Summer Memories by Bea Tifton

Rain Trueax is in a non-Internet zone, so she has graciously allowed me to fill in.

Ahhh, summer in North Texas. That blistering heat that just sucks the life right out of me. I tend to do a reverse hibernation in summer because as an adult, I am prone to heat exhaustion. I stay inside, treasuring the fact that in the modern world we have air conditioning. The man who invented AC should have gotten a Nobel Prize.  Even running errands requires hydration and fortitude. But it wasn’t always that way. As a child, summer breaks were longer than they are now, and carefree. My mother didn’t overschedule us to death. We were allowed to roam, barefoot and half feral. By the end of the season, I could have stepped on a nail and it wouldn’t have gone through the tough soles of my feet. We would come in during the hottest part of the day and rest up to go out again as soon as the midafternoon heat lifted. 


When I was very young, we lived in East Texas along the banks of a beautiful lake. A creek ran past our house and we had a big yard. Ah, paradise. In my family, the words, “I’m bored” were forbidden. When one thing paled, we simply found something else to do. We had more freedom than children do now, albeit with a healthy dose of stranger danger just in case. We rode our bikes without helmets along the street or on bike paths children had worn through the pastures and vacant lots. If we had been very good and Mom was in a mellow mood, we were allowed to ride all the way to the Snap E Jack for some candy. I explored the creek and the lake, playing with ladybugs, turtles, and tadpoles. My sister and I would entice the occasional crayfish to come out of his hole by dangling bacon on a string. We always let them go, but they were such funny little creatures that we were fascinated by them. Minnows in the lake, caterpillars and cocoons on our plants, playing war with cattails; the world around me was my summer science lesson. My father patiently answered my questions why and how, occasionally referring me to our set of encyclopedias for answers. We swam to keep cool and roller skated without knee pads. 

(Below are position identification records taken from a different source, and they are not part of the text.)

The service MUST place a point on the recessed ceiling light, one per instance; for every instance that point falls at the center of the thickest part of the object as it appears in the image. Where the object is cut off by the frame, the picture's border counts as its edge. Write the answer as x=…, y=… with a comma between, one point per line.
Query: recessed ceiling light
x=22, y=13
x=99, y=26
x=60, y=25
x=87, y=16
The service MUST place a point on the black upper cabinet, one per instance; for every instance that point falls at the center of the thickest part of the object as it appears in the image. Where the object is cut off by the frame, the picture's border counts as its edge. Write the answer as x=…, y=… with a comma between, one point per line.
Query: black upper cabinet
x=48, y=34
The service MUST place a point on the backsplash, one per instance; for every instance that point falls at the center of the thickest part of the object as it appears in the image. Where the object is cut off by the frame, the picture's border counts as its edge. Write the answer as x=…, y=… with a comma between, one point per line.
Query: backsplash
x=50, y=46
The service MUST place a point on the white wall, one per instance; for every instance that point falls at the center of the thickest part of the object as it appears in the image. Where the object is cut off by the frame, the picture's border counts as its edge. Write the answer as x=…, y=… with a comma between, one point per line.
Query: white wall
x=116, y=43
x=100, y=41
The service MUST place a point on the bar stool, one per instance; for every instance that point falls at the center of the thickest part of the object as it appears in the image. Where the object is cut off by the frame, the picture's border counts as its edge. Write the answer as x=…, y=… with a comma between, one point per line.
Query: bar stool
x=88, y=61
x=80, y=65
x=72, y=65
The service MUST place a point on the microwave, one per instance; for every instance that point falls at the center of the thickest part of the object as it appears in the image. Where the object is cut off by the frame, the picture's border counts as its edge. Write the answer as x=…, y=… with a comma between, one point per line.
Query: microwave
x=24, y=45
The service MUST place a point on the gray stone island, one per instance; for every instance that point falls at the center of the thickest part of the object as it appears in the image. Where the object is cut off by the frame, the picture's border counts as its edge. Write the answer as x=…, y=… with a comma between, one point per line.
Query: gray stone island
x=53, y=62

 We moved to Florida when I was nine. We lived on a wooded lot surrounded by citrus groves. My friends and I would make pretend houses outside in their yard. We would get things no one wanted anymore, and furnish it with fascinating odds and ends.  It wasn’t wooded in their neighborhood, so not as many snakes.  And Florida has snakes. They would sun on the doors of our covered porch, so we would have to push it open and jump back, waiting for the snake to fall and slither sleepily and grumpily away. They would lurk in the palmetto bushes and drop down from the trees. I developed quite a phobia, but I never got bitten. We had an enclosed pool and I would spend hours swimming, pretending I was a mermaid.

When we moved to Texas suburbia, we lived close enough to an amusement park to get seasons passes. My mother would drop off a pair or a group of us, let us spend the day there, and pick us up again, hot, sunburned, smelly, tired, and happy. We would roller skate in my neighborhood for hours, down hills that scare me to death to think about it now, and we would ride my bike or shoot hoops at the nearby elementary school. 

It’s ironic that I spent so much time outside and now I hide in the comfortable, cool spaces in my house. But I have many great memories of summer. As hot as it was, a popsicle or a run through the sprinklers would cool us off. Then we were ready to go again, off into the world.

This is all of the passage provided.